"Yes, that really is my name."
"It's spelled exactly how you think it is."
"There are probably more of us out there than you would expect."
"Yes, I do know how that sounds."
"No, I do not own a leather jacket."
"No, I do not own a pair of leather pants."
"No, I have not thought about taking it up as a hobby."
"Yes, I am aware of what is involved."
"No, I do not know where you can buy one of those hoods with the zippers on the eyes and mouth."
"Yes, I do know what comes up when you type my name into a search engine."
"No, I do not believe that I'm destined to go into the business."
"Yes, I do get funny looks from retail clerks when I use my credit card."
"Yes, sir. Your daughter will be marrying into the Leatherman name."
"No, I have not given serious thought to having it changed."
"If being a Leatherman was good enough for my father, then it's good enough for me."
"Yes, I am aware of how that sounds."
"Actually, the leather and rubber fetish subcultures are very different, though not mutually exclusive."

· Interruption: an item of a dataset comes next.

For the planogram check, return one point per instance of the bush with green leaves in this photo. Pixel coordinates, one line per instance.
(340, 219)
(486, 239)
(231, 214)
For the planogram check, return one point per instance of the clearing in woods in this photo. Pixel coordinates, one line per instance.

"I admit that I have looked into it a little, but only because it comes up in conversation so much."
"Yes, officer, that is my actual driver's license."
"No, officer, this is not a joke."
"No, officer, I did not get my name changed on a dare."

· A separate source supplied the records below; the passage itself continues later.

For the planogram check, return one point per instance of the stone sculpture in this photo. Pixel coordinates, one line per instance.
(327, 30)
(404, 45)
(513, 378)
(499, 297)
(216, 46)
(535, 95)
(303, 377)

"No, officer, I don't even like leather jackets. Not that there's anything wrong with the one you're wearing. I'm just not a leather man."
"No, officer, I'm not lying. I was just saying--"

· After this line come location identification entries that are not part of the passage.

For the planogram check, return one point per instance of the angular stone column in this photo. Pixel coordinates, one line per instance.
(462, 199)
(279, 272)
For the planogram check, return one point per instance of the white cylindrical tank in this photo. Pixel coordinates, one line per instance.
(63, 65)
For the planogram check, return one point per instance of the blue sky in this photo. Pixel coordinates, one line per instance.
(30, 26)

"Yes, your honor, that really is my name."
Poor Mark! At least he can take comfort in the fact that his first name isn't David.
It's the Late Show with David Leatherman!
Yeah, that probably would have been too much to bear.
Good one! When I hear the name "Leatherman," my mind immediately conjures up an image of a tough, multi-purpose tool. Yes, when other people envision fetish, I see pragmatic, lifelong utility.